Zwei Peronisten in die Stichwahl

In Argentinien entscheiden der neoliberale Expräsident Carlos Menem und der neokeynesianische Peronist Néstor Kirchnerdie erste Runde der Präsidentschaftswahl für sich. Die beiden gehören zur gleichen Partei, doch sind sie sich spinnefeind

aus Buenos Aires INGO MALCHER

Es kam für ihn kein anderer Ort in Frage: Carlos Menem versammelte am Wahlabend seine Anhänger im Hotel Presidente von Buenos Aires. In der Bar der Nobelabsteige mit dem symbolträchtigen Namen tummelten sich blondierte Frauen und sonnengebräunte Männer, berühmte TV-Moderatorinnen und Starfriseure, es roch nach Chanel und herben Zigarren – ein Déjà-vu aus der Hochzeit der Menem-Regierung (1989–1999), die für Argentiniens Schöne und Reiche eine Fiesta war.

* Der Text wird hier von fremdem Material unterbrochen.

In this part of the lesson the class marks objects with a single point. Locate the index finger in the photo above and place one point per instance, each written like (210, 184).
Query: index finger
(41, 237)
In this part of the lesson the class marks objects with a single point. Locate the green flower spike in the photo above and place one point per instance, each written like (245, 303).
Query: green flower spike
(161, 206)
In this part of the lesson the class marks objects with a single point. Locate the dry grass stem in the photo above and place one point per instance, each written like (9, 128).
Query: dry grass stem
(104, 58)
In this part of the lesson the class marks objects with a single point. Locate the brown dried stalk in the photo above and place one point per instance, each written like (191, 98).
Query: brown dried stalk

Doch das Hotel Presidente war allzu vorschnell gebucht. Sein selbst gestecktes Ziel, im ersten Wahlgang wieder Präsident zu werden, hat Menem verfehlt. Trotzdem reichen ihm nach Auszählung von 98 Prozent der Stimmen seine 24,2 Prozent zum Sieg. Knapp hinter ihm liegt der Gouverneur der in Patagonien gelegenen Provinz Santa Cruz, Néstor Kirchner. Für ihn stimmten 22 Prozent der 25,5 Millionen Wahlberechtigten. Damit müssen beide am 18. Mai in die Stichwahl, für Menem „reine Formsache“.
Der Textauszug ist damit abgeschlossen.